Poor souls! far off from all that they hold dear,
And in a land that hates them! Who shall say
That at the bottom of their hearts they bear
Love for our tyrant? I should like to lay
They've our hate for him in their pockets! Here,
But that I turned in haste and broke away,
I should have kissed a corporal, stiff and tall,
And like a scarecrow stuck against the wall.
Note {1}: Alessandro Manzoni.
I could not well praise this poem enough, without praising it too much. It depicts a whole order of things, and it brings vividly before us the scene described; while its deep feeling is so lightly and effortlessly expressed, that one does not know which to like best, the exquisite manner or the excellent sense. To prove that Giusti was really a fine poet, I need give nothing more, for this alone would imply poetic power; not perhaps of the high epic sort, but of the kind that gives far more comfort to the heart of mankind, amusing and consoling it. “Giusti composed satires, but no poems,” says a French critic; but I think most will not, after reading this piece, agree with him. There are satires and satires, and some are fierce enough and brutal enough; but when a satire can breathe so much tenderness, such generous humanity, such pity for the means, at the same time with such hatred of the source of wrong, and all with an air of such smiling pathos, I say, if it is not poetry, it is something better, and by all means let us have it instead of poetry. It is humor, in its best sense; and, after religion, there is nothing in the world can make men so conscious, thoughtful, and modest.

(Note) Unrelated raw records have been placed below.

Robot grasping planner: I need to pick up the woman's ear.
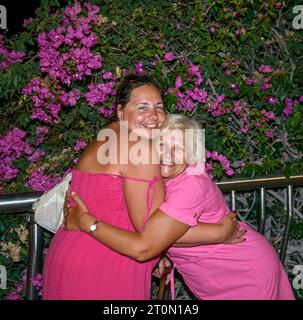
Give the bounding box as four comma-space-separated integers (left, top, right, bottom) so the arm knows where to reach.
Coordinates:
117, 104, 123, 121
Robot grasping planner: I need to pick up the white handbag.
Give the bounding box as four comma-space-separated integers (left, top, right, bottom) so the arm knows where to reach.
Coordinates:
32, 173, 72, 233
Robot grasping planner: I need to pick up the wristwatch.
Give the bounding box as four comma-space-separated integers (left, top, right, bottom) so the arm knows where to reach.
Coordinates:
88, 220, 99, 234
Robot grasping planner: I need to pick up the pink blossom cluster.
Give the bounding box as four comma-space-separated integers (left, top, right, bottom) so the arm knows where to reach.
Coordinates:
6, 269, 43, 300
22, 18, 34, 28
258, 64, 274, 73
22, 78, 81, 123
207, 95, 231, 117
74, 139, 87, 151
165, 62, 208, 112
98, 104, 117, 118
6, 269, 27, 300
22, 78, 61, 123
133, 62, 146, 76
61, 89, 81, 106
223, 60, 240, 76
85, 81, 116, 107
0, 34, 25, 70
0, 127, 33, 179
35, 126, 49, 146
38, 1, 102, 86
164, 51, 175, 62
25, 168, 61, 192
261, 77, 272, 91
283, 98, 294, 118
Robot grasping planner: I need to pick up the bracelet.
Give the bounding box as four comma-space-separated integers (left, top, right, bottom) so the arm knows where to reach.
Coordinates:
88, 220, 99, 235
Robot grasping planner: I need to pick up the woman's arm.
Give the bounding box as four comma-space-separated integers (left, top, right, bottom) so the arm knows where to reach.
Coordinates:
65, 193, 189, 261
173, 211, 245, 247
65, 194, 245, 261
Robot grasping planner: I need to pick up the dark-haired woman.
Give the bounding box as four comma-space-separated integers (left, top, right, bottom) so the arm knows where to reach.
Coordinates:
43, 76, 239, 300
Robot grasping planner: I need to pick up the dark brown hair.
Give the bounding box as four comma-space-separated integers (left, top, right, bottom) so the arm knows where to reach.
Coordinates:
115, 74, 163, 108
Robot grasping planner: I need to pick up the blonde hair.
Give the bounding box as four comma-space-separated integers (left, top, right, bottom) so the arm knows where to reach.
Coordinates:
160, 114, 205, 164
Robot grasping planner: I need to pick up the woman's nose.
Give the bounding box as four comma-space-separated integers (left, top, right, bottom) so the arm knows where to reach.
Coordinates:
148, 107, 159, 119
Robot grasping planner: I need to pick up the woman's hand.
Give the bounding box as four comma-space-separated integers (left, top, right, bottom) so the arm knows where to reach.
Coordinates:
219, 211, 246, 244
153, 256, 173, 285
63, 192, 95, 232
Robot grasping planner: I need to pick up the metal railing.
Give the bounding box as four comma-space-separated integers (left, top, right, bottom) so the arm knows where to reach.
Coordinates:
0, 175, 303, 300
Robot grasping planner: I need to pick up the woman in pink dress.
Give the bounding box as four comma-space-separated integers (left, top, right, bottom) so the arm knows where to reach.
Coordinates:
65, 115, 294, 300
43, 76, 239, 300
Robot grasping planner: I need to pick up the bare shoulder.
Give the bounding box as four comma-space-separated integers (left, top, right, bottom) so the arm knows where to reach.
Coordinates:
126, 140, 161, 180
76, 140, 103, 172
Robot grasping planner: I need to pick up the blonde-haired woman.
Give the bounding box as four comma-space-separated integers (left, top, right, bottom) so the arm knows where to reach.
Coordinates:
65, 115, 294, 300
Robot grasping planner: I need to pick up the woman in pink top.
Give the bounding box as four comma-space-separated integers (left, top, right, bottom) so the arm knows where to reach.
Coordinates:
65, 115, 294, 300
43, 75, 240, 300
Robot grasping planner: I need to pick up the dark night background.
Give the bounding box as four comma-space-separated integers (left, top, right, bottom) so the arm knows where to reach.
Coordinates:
0, 0, 41, 35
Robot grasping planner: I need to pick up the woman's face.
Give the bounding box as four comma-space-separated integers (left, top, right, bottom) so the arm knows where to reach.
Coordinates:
117, 85, 166, 139
159, 130, 188, 179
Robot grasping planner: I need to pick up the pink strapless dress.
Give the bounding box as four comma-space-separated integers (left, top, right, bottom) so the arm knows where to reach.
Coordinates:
43, 170, 158, 300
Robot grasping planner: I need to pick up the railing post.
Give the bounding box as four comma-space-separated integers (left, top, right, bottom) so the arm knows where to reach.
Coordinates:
230, 190, 236, 210
258, 187, 266, 234
280, 185, 293, 264
26, 212, 43, 300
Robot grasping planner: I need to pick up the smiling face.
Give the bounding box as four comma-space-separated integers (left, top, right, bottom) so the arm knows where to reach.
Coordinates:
117, 85, 166, 138
159, 130, 188, 180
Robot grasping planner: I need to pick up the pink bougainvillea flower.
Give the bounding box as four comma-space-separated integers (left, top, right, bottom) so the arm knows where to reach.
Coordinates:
164, 51, 175, 62
258, 64, 274, 73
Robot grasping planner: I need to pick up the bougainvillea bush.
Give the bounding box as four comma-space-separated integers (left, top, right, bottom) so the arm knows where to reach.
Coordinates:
0, 0, 303, 299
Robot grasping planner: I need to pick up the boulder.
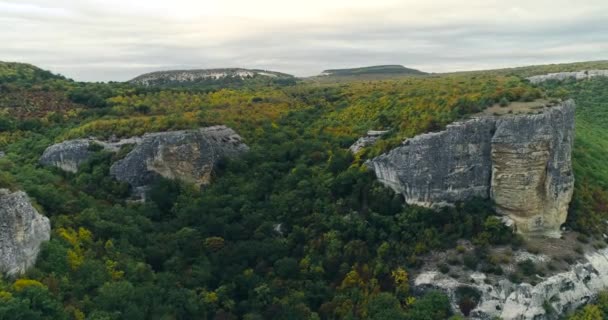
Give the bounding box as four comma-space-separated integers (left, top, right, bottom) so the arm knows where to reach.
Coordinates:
0, 189, 51, 276
414, 249, 608, 320
39, 137, 140, 173
348, 130, 388, 153
40, 139, 92, 173
110, 126, 249, 188
528, 70, 608, 84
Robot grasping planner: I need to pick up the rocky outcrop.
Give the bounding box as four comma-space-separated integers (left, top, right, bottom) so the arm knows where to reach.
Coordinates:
40, 138, 140, 173
348, 130, 388, 153
130, 68, 293, 86
414, 249, 608, 320
528, 70, 608, 84
40, 139, 92, 173
110, 126, 249, 188
366, 100, 575, 236
0, 189, 51, 275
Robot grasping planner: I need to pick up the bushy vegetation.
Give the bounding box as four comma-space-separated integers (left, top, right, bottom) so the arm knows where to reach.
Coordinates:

A certain pensiveness very perceptible in “St. Ambrose” is the prevailing sentiment of another poem of Giusti's, which I like very much, because it is more intelligible than his political satires, and because it places the reader in immediate sympathy with a man who had not only the subtlety to depict the faults of the time, but the sad wisdom to know that he was no better himself merely for seeing them. The poem was written in 1844, and addressed to Gino Capponi, the life-long friend in whose house Giusti died, and the descendant of the great Gino Capponi who threatened the threatening Frenchmen when Charles VIII occupied Florence: “If you sound your trumpets,” as a call to arms against the Florentines, “we will ring our bells,” he said.
Giusti speaks of the part which he bears as a spectator and critic of passing events, and then apostrophizes himself:
Who art thou that a scourge so keen dost bear
And pitilessly dost the truth proclaim,
And that so loath of praise for good and fair,
So eager art with bitter songs of blame?
Hast thou achieved, in thine ideal's pursuit,
The secret and the ministry of art?
Did'st thou seek first to kill and to uproot
All pride and folly out of thine own heart
Ere turning to teach other men their part?